Source code for aicsimageio.transforms

#!/usr/bin/env python
# -*- coding: utf-8 -*-
from __future__ import annotations

from collections import Counter
from typing import Any, List, Literal, Optional, Tuple, Union

import dask.array as da
import numpy as np
import xarray as xr

from . import types
from .exceptions import ConflictingArgumentsError, UnexpectedShapeError
from .image_container import ImageContainer

###############################################################################


[docs]def reduce_to_slice(L: Union[List, Tuple]) -> Union[int, List, slice, Tuple]:
    # if the list only has one element, then just use it
    if len(L) == 1:
        return slice(L[0], L[0] + 1)
    # if the list has at least 2 elements we can check for sliceable
    # it is convertable to a slice if the step size between each
    # consecutive pair of elements is equal and positive
    # 1. get all the deltas in a list:
    steps = [(L[i + 1] - L[i]) for i in range(len(L) - 1)]
    # 2. check if all the deltas are equal and positive
    if steps[0] > 0 and steps.count(steps[0]) == len(steps):
        return slice(min(L), max(L) + 1, steps[0])
    # if we can't convert to a slice, then just return the list unmodified
    return L


[docs]def transpose_to_dims(
    data: types.ArrayLike,
    given_dims: str,
    return_dims: str,
) -> types.ArrayLike:
    """
    This shuffles the data dimensions from given_dims to return_dims. Each dimension
    must be present in given_dims must be used in return_dims

    Parameters
    ----------
    data: types.ArrayLike
        Either a dask array or numpy.ndarray of arbitrary shape but with the dimensions
        specified in given_dims
    given_dims: str
        The dimension ordering of data, "CZYX", "VBTCXZY" etc
    return_dims: str
        The dimension ordering of the return data

    Returns
    -------
    data: types.ArrayLike
        The data with the specified dimension ordering.

    Raises
    ------
    ConflictingArgumentsError
        given_dims and return_dims are incompatible.
    """
    # Use a counter to track that the contents are composed of the same letters
    # and that no letter is repeated
    if (
        Counter(given_dims) != Counter(return_dims)
        or max(Counter(given_dims).values()) > 1
    ):
        raise ConflictingArgumentsError(
            f"given_dims={given_dims} and return_dims={return_dims} are incompatible."
        )

    # Resort the data into return_dims order
    match_map = {dim: given_dims.find(dim) for dim in given_dims}
    transposer = []
    for dim in return_dims:
        transposer.append(match_map[dim])
    data = data.transpose(transposer)

    return data


[docs]def reshape_data(
    data: types.ArrayLike, given_dims: str, return_dims: str, **kwargs: Any
) -> types.ArrayLike:
    """
    Reshape the data into return_dims, pad missing dimensions, and prune extra
    dimensions.
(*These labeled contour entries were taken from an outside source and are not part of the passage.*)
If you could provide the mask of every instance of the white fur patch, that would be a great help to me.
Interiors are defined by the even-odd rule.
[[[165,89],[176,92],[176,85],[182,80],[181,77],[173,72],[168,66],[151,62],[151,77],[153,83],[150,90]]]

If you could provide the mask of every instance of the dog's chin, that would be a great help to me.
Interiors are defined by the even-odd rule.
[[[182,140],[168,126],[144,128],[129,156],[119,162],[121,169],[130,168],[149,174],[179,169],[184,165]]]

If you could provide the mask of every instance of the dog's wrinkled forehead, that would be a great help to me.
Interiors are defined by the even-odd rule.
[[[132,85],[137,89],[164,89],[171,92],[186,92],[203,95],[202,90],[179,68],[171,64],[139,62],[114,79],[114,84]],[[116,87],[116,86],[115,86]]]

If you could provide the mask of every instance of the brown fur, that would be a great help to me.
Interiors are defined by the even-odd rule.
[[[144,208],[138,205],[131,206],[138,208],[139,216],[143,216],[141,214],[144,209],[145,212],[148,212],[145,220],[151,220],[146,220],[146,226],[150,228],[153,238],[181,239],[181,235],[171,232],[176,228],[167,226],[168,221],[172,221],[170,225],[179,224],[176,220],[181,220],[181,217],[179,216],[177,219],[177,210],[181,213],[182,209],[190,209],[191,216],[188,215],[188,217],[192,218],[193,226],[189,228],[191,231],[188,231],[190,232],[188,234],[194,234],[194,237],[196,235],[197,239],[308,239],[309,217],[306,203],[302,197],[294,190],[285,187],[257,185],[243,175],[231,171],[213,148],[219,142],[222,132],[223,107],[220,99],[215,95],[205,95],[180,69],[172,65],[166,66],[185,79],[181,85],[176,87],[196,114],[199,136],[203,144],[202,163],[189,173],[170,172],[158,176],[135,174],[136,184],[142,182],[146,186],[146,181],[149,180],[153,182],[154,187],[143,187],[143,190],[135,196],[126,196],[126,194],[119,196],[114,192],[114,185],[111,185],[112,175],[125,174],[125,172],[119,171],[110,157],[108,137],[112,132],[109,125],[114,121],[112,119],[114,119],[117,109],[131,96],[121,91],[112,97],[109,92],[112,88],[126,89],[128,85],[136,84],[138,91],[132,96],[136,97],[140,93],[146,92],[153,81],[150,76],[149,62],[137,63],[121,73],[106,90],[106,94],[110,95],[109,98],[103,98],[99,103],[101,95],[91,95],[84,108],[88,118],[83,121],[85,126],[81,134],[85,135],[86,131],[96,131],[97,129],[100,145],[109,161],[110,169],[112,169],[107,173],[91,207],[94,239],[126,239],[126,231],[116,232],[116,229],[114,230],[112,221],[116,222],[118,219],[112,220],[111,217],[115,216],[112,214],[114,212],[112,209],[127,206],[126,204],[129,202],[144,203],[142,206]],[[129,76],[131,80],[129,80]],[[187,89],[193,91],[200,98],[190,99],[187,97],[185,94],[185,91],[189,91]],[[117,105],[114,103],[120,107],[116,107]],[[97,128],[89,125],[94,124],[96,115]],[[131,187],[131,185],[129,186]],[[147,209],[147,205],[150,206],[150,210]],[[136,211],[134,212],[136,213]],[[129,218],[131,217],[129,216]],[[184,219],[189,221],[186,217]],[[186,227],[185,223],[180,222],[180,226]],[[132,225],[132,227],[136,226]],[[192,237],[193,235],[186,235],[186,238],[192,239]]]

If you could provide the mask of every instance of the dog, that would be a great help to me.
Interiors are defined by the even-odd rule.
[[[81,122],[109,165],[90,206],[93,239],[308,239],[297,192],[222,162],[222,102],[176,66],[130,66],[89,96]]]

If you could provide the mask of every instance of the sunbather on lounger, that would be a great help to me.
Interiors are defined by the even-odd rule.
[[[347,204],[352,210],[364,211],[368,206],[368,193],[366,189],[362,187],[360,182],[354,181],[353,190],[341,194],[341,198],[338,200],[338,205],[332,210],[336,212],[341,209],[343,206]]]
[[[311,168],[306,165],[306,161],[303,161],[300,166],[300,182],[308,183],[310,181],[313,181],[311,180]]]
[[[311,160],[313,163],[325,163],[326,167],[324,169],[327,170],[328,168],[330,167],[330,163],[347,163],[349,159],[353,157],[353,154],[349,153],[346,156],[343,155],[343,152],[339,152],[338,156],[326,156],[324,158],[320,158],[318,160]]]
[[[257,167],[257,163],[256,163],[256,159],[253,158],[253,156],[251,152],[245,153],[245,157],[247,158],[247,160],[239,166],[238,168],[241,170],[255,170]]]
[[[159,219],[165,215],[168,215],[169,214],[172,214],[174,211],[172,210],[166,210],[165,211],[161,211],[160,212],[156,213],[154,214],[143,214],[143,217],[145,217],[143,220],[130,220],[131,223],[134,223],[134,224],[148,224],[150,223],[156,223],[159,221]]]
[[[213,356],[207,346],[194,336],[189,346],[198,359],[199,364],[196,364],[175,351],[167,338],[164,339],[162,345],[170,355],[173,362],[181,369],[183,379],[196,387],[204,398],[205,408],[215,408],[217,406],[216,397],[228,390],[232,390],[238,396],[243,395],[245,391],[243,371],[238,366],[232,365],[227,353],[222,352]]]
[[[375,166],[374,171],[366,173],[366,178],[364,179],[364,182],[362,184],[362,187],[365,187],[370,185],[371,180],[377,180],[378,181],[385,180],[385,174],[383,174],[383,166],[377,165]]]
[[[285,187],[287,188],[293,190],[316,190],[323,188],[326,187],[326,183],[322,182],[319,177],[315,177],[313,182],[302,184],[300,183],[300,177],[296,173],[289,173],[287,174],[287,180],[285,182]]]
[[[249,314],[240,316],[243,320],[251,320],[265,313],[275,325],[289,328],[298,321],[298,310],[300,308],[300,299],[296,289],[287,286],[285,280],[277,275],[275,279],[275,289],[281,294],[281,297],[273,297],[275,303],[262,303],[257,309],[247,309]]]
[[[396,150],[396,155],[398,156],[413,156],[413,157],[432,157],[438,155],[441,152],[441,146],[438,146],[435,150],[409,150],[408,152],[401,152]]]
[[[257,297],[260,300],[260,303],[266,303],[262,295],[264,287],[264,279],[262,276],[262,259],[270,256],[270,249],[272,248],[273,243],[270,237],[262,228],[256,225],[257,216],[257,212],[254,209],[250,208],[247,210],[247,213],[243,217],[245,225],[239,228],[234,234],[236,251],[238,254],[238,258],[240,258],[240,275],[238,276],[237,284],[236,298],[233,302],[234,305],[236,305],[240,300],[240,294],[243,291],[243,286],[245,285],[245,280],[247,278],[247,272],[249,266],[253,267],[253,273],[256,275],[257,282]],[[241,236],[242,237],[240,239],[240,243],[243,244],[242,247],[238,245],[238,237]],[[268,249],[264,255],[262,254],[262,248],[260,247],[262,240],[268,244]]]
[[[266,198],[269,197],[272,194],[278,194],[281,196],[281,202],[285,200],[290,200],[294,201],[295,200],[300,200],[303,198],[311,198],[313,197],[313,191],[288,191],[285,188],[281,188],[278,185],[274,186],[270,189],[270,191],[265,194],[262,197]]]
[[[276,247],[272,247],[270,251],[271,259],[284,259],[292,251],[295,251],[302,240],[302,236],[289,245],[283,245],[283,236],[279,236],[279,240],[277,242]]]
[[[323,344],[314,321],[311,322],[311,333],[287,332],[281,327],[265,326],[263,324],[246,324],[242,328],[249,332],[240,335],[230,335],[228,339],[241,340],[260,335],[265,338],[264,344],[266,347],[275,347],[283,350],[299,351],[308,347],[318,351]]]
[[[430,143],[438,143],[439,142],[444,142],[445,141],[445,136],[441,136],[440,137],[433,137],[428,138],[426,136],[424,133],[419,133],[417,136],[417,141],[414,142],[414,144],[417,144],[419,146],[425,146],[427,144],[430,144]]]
Warns the user to use the base reader if the depth of the Dimension
    being removed is not 1.

    Parameters
    ----------
    data: types.ArrayLike
        Either a dask array or numpy.ndarray of arbitrary shape but with the dimensions
        specified in given_dims
    given_dims: str
        The dimension ordering of data, "CZYX", "VBTCXZY" etc
    return_dims: str
        The dimension ordering of the return data
    kwargs:
        * C=1 => desired specific channel, if C in the input data has depth 3 then C=1
          returns the 2nd slice (0 indexed)
        * Z=10 => desired specific channel, if Z in the input data has depth 20 then
          Z=10 returns the 11th slice
        * T=[0, 1] => desired specific timepoints, if T in the input data has depth 100
          then T=[0, 1] returns the 1st and 2nd slice (0 indexed)
        * T=(0, 1) => desired specific timepoints, if T in the input data has depth 100
          then T=(0, 1) returns the 1st and 2nd slice (0 indexed)
        * T=(0, -1) => desired specific timepoints, if T in the input data has depth 100
          then T=(0, -1) returns the first and last slice
        * T=range(10) => desired specific timepoints, if T in the input data has depth
          100 then T=range(10) returns the first ten slices
        * T=slice(0, -1, 5) => desired specific timepoints, T=slice(0, -1, 5) returns
          every fifth timepoint

    Returns
    -------
    data: types.ArrayLike
        The data with the specified dimension ordering.

    Raises
    ------
    ConflictingArgumentsError
        Missing dimension in return dims when using range, slice, or multi-index
        dimension selection for the requested dimension.

    IndexError
        Requested dimension index not present in data.

    Examples
    --------
    Specific index selection

    >>> data = np.random.rand((10, 100, 100))
    ... z1 = reshape_data(data, "ZYX", "YX", Z=1)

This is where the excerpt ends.